Friday 8 December 2023

Introducing Tenure Track In Indian Academia: A Case Study In Insincerity

I hear a lot of people talk about introducing the tenure track system in Indian universities. It will not succeed for the following two reasons:

1. We don't understand what the tenure track system is :)! Universities in USA give their incoming assistant professors very generous research start-up grants to start setting up their laboratories (and of course give them space to set up their laboratories :)!), fund at least a couple of PhD students and post-docs to work under them, keep teaching loads very reasonable (~3 courses per year), understand that the first few years are to "build", and extend every service and resource possible to enable excellent research progress. With all this in place, the assistant professor is evaluated after about seven years on all three parameters: teaching, research and service. If found suitable, he/she is promoted to associate professor with tenure (permanent appointment). If not, they have to seek a position elsewhere.

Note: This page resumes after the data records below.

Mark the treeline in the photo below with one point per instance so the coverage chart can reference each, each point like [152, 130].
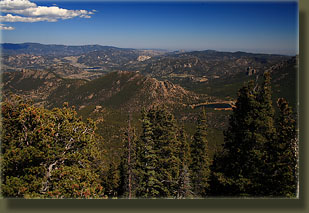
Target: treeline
[54, 154]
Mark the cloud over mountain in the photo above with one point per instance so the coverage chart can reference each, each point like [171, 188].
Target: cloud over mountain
[3, 27]
[26, 11]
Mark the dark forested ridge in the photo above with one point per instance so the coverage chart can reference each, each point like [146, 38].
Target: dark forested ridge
[154, 129]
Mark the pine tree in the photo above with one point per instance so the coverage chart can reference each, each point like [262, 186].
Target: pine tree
[184, 182]
[158, 155]
[200, 165]
[128, 164]
[149, 183]
[48, 153]
[285, 154]
[244, 167]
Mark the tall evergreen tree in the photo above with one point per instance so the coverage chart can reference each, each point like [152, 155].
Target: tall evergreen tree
[243, 167]
[149, 183]
[48, 153]
[158, 152]
[200, 165]
[184, 181]
[285, 153]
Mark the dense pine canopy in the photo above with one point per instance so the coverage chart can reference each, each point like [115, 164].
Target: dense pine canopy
[55, 154]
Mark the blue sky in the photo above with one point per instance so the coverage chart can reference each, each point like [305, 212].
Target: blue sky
[228, 26]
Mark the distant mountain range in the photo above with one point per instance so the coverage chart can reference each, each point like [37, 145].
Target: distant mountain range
[106, 83]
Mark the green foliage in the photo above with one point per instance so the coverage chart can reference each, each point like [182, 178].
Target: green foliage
[200, 161]
[158, 155]
[184, 182]
[285, 153]
[48, 153]
[257, 159]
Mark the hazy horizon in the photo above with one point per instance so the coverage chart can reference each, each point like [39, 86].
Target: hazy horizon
[255, 27]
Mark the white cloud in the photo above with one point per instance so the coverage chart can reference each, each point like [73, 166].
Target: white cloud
[3, 27]
[31, 12]
[12, 18]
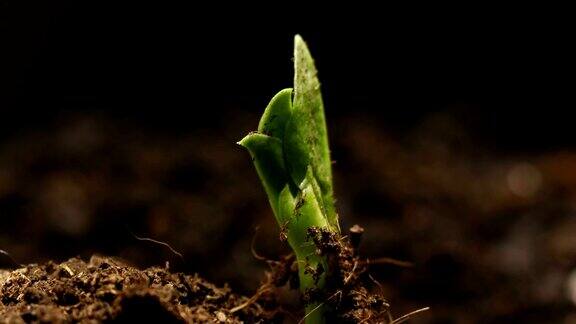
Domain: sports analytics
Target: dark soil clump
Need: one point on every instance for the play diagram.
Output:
(107, 290)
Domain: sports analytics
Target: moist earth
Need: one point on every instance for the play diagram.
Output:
(107, 290)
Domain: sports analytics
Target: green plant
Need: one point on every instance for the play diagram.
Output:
(291, 155)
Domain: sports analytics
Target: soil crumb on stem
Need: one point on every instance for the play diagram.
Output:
(107, 290)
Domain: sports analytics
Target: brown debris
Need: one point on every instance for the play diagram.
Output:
(104, 290)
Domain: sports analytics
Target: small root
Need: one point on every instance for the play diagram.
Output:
(384, 260)
(253, 299)
(159, 242)
(253, 243)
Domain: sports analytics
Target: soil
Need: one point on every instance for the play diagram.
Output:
(489, 230)
(107, 290)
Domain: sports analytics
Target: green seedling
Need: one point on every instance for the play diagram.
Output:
(292, 158)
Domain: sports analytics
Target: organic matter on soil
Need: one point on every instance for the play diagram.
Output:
(107, 290)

Most Indian universities (even most of the "elite" ones) will keep an incoming assistant professor thirsty on almost every resource he/she needs, yet insist on a significant output :)! The situation is of course worse in private universities. Its common to see teaching loads as high as Harvey Mudd (a purely undergraduate college with a high teaching load of five courses per year!), limited exceptions aside - quality PhD students and post-docs are in general mere pipe dreams at most universities in India, lab space and start up grants are miserly (at some places still unheard of!), sometimes even an office and a computer isn't provided, yet, I've heard of places that have incoming assistant professors give a "signed commitment" to publish a certain number of papers per year from Year 1 :)!

This is not tenure tracking :)! This is a dishonest joke :)! As I said right at the start, we don't even understand what tenure-tracking means :)!

2. Universities in USA know when to make exceptions. For example, a university as good as Princeton has been known to hire an exceptionally talented young faculty member directly as a tenured full professor. At another university (U Maryland) a faculty member was offered tenure and promotion just three years into his tenure-track period by a competing university (UM Ann Arbor) - and everyone understood and wished him well when he accepted and moved. When he became a Full Professor, he had published 11 papers - each strong enough to make a dent in his field - that's as clear an example of emphasizing quality over quantity that you'll ever see. His full story is covered here: Strike a Pause: Excellence In Education is Not As Easy As 1, 2, 3... :) (strike-a-pause.blogspot.com).

We do not understand all this. We have rules and forms and bureaucratic requirements that will put everyone thoughtlessly through the same washer and drier :). And changing universities to move up is considered as a sign of "weak commitment" - how convenient :)!

Its best if we don't try to blindly ape the west. Instead, lets grow up and start conducting ourselves a bit more maturely and with more commonsense than we do today. Then many possible ways to improve ourselves will come to our minds which will actually be effective. Otherwise just blind aping and making noise will sink us in quicksand. That damage is permanent!